En matière fiscale, le suivi des précontentieux fait l’objet d’un suivi régulier de part des services du SGAE et des affaires étrangères. La réponse du SGAE au questionnaire transmis par la mission souligne qu’ « [en son sein], les précontentieux fiscaux sont suivis par le secteur « FIN », chargé des questions économiques et financières, dont une adjointe est plus particulièrement chargée du suivi des questions fiscales, sous l’autorité du conseiller financer. Au sein du secteur juridique, la conseillère juridique est appuyée par un adjoint chargé des questions économiques et financières. Au sein de la représentation permanente de la France auprès de l’Union européenne, le conseiller chargé des questions fiscales et le conseiller juridique suivent ces dossiers et sont en contact régulier avec les services de la Commission, et notamment la DG TAXUD, voire des cabinets de commissaires si nécessaire. Des réunions sont également régulièrement organisées, soit au SGAE au niveau des services, soit au format de réunions interministérielles ».
Au stade de l’ouverture d’une procédure contentieuse (recours en manquements ou questions préjudicielles, concernant la France ou un autre État membre), le secteur juridique du SGAE est compétent pour assurer la coordination des travaux interministériels. Des réunions sont organisées sur toutes les procédures contentieuses dans lesquelles la France intervient, afin de définir la position de la France dans chaque affaire. À ce stade, outre les ministères intéressés, le principal interlocuteur du secteur juridique est alors la DAJ du MEAE, qui assure la préparation de la défense de la France.
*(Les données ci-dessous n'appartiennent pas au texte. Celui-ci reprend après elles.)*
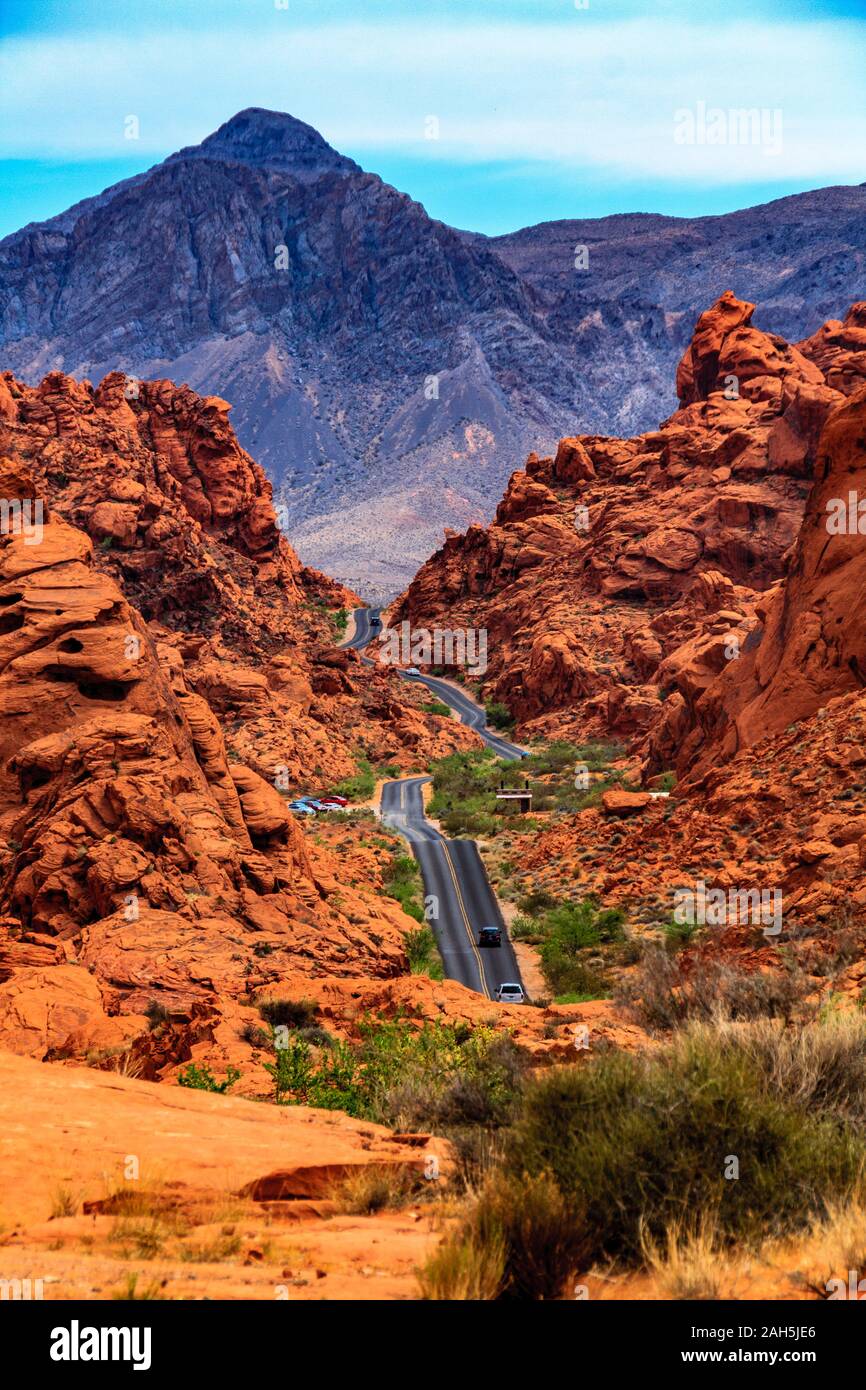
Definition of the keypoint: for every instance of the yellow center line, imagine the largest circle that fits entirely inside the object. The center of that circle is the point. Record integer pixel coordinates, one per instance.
(469, 930)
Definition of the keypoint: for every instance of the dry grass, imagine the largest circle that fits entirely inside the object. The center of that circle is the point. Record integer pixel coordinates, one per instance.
(687, 1262)
(64, 1203)
(464, 1269)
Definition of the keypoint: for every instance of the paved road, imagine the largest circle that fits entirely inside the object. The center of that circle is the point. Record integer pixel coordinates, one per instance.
(455, 875)
(367, 626)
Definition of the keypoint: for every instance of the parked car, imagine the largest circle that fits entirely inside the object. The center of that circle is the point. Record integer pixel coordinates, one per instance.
(510, 994)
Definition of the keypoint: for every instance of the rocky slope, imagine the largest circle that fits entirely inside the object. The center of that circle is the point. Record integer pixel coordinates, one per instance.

Le SGAE assure enfin l’information du cabinet du Premier ministre sur les dossiers sensibles, à chaque stade de la procédure précontentieuse ou contentieuse, et des réunions interministérielles peuvent être organisées sur certains dossiers.
b. Devant les cours européennes, et en particulier la CJUE, la direction des affaires juridiques du ministère chargé des affaires étrangères centralise les recours
● La direction des affaires juridiques du MEAE accomplit une double mission, contentieuse et consultative. Elle est constituée de profils variés (diplomates, magistrats administratifs, juristes spécialisés).
Cette direction représente le Gouvernement français devant la Cour Internationale de Justice (CIJ), la Cour européenne des droits de l’homme (CEDH), la Cour de justice et le tribunal de première instance de l’Union Européenne, la Cour de justice de l’Association européenne de libre-échange, le Tribunal international pour le droit de la mer, ainsi que dans les arbitrages internationaux auxquels l’État est partie.
Cette organisation en une équipe unique chargée de la défense juridique de l’État devant la CJUE dans l’ensemble des États membres de l’Union européenne. Lors de son audition, la direction des affaires juridiques a ainsi précisé que « tous les États membres de l’Union sont représentés devant la CJUE par une équipe unique, qui est responsable de l’ensemble du contentieux. Les équipes des 28 États membres sont réunies deux fois par an dans le cadre de réunions d’agents pour échanger sur des problématiques communes, ce qui permet l’existence d’un solide réseau des agents devant la CJUE, qui est notamment très utile pour échanger sur les affaires pendantes ».
Le rattachement de cette équipe peut néanmoins varier selon les États membres : si le modèle majoritaire consiste en un rattachement au sein du ministère des affaires étrangères (cette organisation se retrouve dans quinze États membres), les pays de l’Est de l’Europe privilégient un rattachement au ministère de la Justice. En Allemagne, ce service fait l’objet d’une tutelle partagée entre les ministères de la justice et de l’économie.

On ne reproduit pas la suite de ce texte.